UPDATE: Syrian President Bashar al-Assad appeared on television Tuesday for the first time in two weeks in footage broadcast on state television of his meeting with a senior Iranian security official.
Assad last appeared on television on July 22, in silent footage of him appointing a new security minister, days after four senior security officials were assassinated. Since then, rumors have swirled about the condition of the Syrian president, fueled by a false claim on Twitter on Monday that the Russian ambassador in Damascus said that Assad had been killed. Russian officials quickly denied the report, according to Reuters.
The broadcast featured a meeting between Saeed Jalili, a senior aide to Iran’s Supreme Leader Ayatollah Ali Khamenei, and Assad in Damascus to discuss bilateral relations between the two countries, the BBC reports. Iran is one of Syria’s closest regional allies.
They also discussed the capture of 48 Iranians by rebels just south of Damascus on Saturday.
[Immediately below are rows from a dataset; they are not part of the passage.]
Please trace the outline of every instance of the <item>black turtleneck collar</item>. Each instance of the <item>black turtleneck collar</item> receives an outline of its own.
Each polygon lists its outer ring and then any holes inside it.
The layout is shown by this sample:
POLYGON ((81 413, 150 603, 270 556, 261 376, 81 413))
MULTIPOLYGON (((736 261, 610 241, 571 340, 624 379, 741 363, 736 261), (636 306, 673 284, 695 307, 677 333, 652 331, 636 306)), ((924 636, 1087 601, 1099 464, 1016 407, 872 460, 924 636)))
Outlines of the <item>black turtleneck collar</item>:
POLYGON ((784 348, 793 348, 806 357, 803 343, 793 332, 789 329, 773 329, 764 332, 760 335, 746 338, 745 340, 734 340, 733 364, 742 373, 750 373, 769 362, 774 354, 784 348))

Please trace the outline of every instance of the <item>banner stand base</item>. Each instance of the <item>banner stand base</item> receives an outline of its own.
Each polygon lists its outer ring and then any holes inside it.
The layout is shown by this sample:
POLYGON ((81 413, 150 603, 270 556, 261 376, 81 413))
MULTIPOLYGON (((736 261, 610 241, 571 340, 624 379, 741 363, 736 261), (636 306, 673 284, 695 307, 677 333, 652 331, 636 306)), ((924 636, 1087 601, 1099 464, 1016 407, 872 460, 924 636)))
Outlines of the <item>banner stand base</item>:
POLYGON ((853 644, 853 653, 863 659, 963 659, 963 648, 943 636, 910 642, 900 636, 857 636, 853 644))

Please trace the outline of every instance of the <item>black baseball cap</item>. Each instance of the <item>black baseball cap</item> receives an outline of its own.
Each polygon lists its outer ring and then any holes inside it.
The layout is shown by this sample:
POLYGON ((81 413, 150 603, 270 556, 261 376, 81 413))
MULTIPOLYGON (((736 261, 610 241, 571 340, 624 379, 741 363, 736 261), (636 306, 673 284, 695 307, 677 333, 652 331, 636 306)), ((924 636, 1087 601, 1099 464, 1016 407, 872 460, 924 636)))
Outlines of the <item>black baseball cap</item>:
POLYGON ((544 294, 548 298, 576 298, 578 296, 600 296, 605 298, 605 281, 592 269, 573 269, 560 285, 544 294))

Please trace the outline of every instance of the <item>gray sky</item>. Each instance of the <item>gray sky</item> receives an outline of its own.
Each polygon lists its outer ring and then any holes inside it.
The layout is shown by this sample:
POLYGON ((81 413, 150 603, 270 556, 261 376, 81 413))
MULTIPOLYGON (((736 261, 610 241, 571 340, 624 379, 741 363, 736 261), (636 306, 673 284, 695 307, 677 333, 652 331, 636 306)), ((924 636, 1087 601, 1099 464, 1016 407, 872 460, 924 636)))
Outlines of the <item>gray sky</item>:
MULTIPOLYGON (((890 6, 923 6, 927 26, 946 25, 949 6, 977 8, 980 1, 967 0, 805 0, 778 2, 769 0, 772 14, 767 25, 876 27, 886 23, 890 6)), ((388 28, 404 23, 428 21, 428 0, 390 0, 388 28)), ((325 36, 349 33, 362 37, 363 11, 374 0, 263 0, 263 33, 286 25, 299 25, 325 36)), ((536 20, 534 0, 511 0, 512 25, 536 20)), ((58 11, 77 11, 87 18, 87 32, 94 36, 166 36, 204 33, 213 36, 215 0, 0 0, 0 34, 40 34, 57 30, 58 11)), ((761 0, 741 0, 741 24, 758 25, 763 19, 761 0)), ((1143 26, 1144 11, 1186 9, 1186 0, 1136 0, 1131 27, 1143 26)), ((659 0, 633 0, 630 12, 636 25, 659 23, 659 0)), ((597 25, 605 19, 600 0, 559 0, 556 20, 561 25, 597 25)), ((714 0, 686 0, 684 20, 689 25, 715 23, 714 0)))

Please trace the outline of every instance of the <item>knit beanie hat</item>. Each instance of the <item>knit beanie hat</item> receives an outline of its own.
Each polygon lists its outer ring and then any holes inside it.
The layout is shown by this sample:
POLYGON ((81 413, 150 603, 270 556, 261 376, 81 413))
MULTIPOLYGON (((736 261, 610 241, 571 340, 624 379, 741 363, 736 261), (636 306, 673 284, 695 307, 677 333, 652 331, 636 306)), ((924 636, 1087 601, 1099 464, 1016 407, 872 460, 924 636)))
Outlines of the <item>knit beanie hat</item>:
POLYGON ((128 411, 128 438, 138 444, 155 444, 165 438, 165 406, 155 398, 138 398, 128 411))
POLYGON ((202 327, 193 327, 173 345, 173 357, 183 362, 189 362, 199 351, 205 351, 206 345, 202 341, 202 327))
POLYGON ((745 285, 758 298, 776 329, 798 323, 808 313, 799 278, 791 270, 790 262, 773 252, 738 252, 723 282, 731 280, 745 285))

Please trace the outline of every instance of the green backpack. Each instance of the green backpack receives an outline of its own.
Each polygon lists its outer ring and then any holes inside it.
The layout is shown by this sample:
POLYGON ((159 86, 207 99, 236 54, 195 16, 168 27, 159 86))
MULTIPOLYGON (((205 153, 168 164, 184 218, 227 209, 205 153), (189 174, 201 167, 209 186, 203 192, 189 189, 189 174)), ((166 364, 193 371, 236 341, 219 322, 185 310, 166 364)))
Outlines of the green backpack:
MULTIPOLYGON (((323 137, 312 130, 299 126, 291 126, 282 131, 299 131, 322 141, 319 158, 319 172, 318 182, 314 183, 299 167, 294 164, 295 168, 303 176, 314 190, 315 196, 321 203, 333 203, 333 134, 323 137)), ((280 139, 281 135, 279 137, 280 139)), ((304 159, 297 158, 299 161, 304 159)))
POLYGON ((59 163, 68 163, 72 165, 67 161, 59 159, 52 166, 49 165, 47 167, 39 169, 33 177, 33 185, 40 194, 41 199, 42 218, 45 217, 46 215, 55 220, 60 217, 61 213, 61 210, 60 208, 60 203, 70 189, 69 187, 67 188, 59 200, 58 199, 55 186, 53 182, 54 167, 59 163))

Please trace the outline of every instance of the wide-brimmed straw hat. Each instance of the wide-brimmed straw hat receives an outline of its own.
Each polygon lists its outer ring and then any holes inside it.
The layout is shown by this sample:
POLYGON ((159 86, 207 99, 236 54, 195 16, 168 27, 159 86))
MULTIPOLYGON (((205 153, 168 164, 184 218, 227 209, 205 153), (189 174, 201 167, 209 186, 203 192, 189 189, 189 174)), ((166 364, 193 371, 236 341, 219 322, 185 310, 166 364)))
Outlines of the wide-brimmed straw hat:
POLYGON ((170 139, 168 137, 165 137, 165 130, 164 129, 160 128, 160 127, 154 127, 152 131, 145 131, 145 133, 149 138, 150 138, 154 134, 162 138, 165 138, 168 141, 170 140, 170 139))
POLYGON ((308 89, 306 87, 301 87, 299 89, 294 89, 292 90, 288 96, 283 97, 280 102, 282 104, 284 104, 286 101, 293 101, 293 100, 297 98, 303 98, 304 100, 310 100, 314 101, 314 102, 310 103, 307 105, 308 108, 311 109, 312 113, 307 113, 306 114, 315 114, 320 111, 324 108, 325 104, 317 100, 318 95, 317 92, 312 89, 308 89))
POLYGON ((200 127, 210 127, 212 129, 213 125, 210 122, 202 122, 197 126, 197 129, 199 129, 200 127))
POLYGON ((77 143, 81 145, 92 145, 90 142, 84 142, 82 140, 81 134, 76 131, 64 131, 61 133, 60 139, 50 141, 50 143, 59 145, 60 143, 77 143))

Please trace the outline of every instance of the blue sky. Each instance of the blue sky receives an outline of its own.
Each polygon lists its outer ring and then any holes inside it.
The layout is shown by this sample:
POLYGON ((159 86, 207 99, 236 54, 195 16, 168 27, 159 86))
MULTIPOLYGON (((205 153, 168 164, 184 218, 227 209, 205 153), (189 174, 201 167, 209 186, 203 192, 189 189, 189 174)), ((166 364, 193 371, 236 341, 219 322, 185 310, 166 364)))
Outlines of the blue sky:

While Tehran claims the Iranians were Shiite pilgrims on their way to a Muslim shrine, the captors allege they were members of the Revolutionary Guard Corps on a mission in support of the Assad regime.
Monday, Aug. 6: Syrian Prime Minister Riyah Hijab announced Monday that he had defected to join the ranks of the opposition fighting to overthrow President Bashar al-Assad and bring an end to Assad's bloody regime.
"I announce today my defection from the killing and terrorist regime, and I announce that I have joined the ranks of the freedom and dignity revolution," Hijab said in a statement read in his name by the spokesman and was broadcast on Al-Jazeera television. "I announce that I am from today a soldier in this blessed revolution."
State-controlled media, meanwhile, reported that Hijab had been fired.
Reuters notes that Hijab is the first Syrian Cabinet member to defect and that his departure is the most high-profile to date. While he was a top member of the ruling Baath party, Hijab was not a member of Assad's Alawite Muslim sect that dominated the Syrian state. Like those senior defectors who came before him, Hijab is a Sunni Muslim.
The new prime minister, Omar Ghalawanji, will lead a caretaker government, according to BBC.